Potential implications for water management and quality, and project development and maintenance, that should be considered by the agency include:

  • Siting for new water infrastructure on public lands;
  • Operation and maintenance of existing water infrastructure located on public lands;
  • Intrusions on states’ exclusive authority on water administration and development; and
  • Impacts on existing watershed plans under Section 319 of the Clean Water Act.


Any process that reduces BLM’s responsibility to actively engage with stakeholders represents a retreat from openness and transparency. Yet that is what BLM suggests in Planning 2.0. Currently BLM publishes RMP documents exclusively in the Federal Register. The Planning 2.0 proposal, however, would permit the agency to forego formal publication of many RMP-related documents. Those documents could instead be posted to the BLM website and at BLM offices within an RMP planning area. This change would significantly impair the ability of affected stakeholders, local governments and states to monitor, understand and participate in the RMP development and amendment processes.
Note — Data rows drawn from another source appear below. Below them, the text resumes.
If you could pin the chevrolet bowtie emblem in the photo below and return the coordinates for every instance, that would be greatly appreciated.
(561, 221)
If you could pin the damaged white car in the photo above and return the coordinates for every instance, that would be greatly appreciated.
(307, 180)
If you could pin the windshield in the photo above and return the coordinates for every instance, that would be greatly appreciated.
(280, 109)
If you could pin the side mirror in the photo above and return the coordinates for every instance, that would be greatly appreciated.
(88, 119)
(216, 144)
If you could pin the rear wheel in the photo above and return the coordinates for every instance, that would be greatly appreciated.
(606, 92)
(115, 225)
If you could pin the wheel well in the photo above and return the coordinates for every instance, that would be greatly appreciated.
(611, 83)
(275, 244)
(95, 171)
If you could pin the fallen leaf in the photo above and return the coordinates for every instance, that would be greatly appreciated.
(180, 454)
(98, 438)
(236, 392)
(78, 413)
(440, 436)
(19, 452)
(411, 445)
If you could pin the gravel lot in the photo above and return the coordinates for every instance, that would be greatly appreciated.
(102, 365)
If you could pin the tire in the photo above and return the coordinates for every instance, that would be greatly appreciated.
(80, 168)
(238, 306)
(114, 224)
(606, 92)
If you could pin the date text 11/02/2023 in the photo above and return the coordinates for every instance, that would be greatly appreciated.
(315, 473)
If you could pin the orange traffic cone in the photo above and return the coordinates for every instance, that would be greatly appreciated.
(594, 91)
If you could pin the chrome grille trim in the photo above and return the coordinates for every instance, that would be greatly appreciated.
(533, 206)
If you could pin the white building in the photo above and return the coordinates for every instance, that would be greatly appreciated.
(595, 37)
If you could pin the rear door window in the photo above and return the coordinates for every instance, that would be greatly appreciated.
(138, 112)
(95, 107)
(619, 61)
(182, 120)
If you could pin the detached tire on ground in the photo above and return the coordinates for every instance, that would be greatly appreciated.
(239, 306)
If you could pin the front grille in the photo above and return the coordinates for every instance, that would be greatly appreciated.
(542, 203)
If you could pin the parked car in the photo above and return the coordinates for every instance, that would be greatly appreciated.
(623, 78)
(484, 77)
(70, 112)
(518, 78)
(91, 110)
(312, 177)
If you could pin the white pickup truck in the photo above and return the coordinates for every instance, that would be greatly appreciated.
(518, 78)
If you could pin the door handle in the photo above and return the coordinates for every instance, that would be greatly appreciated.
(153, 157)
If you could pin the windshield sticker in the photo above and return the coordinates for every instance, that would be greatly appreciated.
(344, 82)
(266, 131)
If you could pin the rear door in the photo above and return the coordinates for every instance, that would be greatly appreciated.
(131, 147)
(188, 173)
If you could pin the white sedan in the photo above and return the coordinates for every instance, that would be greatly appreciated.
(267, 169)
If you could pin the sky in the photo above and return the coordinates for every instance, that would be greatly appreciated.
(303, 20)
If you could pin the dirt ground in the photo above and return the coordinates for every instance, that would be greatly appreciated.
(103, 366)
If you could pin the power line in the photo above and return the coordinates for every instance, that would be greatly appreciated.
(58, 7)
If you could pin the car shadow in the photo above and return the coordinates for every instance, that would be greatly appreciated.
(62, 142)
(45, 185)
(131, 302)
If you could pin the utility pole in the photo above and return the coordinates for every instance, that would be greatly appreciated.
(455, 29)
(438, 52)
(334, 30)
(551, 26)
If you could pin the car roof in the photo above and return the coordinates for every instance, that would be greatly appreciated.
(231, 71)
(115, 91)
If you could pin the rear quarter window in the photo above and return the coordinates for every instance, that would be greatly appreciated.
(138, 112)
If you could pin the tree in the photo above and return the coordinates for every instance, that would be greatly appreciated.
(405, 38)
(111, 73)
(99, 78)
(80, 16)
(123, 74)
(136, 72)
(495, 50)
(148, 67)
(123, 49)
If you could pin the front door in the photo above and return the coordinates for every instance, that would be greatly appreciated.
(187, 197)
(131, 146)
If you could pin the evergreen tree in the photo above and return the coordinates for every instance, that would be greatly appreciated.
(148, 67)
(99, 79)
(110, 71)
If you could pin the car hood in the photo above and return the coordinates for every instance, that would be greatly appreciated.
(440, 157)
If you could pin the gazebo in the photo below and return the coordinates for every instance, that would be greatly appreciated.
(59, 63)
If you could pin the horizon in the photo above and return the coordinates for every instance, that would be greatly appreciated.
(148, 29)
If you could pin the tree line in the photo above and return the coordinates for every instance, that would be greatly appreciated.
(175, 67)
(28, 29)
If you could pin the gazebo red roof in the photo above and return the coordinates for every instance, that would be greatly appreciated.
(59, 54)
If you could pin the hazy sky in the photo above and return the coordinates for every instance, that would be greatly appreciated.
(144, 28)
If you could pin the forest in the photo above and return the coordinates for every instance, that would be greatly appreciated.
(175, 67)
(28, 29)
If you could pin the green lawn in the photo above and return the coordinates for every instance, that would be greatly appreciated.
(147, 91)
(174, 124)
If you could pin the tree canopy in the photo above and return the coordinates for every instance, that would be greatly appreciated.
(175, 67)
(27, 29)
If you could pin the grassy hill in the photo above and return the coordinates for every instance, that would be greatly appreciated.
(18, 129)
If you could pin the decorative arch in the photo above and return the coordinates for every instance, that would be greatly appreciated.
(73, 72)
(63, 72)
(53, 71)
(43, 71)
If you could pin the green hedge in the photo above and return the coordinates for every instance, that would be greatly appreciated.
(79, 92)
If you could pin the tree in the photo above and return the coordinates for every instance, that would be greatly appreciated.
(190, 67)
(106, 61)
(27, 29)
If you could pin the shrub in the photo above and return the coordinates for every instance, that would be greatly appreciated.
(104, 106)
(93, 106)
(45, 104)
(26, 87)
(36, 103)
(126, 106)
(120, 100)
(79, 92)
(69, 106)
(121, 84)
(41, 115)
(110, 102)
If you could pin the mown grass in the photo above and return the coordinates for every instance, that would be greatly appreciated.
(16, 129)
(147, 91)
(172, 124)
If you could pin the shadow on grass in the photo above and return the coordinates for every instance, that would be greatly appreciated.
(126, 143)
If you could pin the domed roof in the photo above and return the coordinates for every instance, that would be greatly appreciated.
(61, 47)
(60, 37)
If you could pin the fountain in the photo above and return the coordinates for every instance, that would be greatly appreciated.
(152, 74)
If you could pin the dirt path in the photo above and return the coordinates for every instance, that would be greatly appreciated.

The public should be afforded a clear and consistent opportunity to review and comment on proposed new or revised federal RMPs. This is particularly true given that management plans have a direct and substantial impact on existing multiple use rights such as grazing permits, road rights-of-way, conventional and renewable energy development permits, and rights-of-way for electricity transmission and distribution infrastructure.


In summary, BLM’s Planning 2.0 proposal, as drafted, presents serious challenges and contains significant shortcomings. This is unfortunate, not only for states, but also for local governments and stakeholders. In WGA’s estimation, much of the opposition to this proposal would have been mitigated had BLM engaged in “early, meaningful and substantial” consultation with Governors in the formative stages of the rule’s development.

Chairman Gohmert and Ranking Member Dingell, thank you for the opportunity to testify today and to provide the Subcommittee with the viewpoints of the Western Governors I serve. I hope my testimony has been helpful to the Subcommittee. I welcome any questions you or your colleagues may have.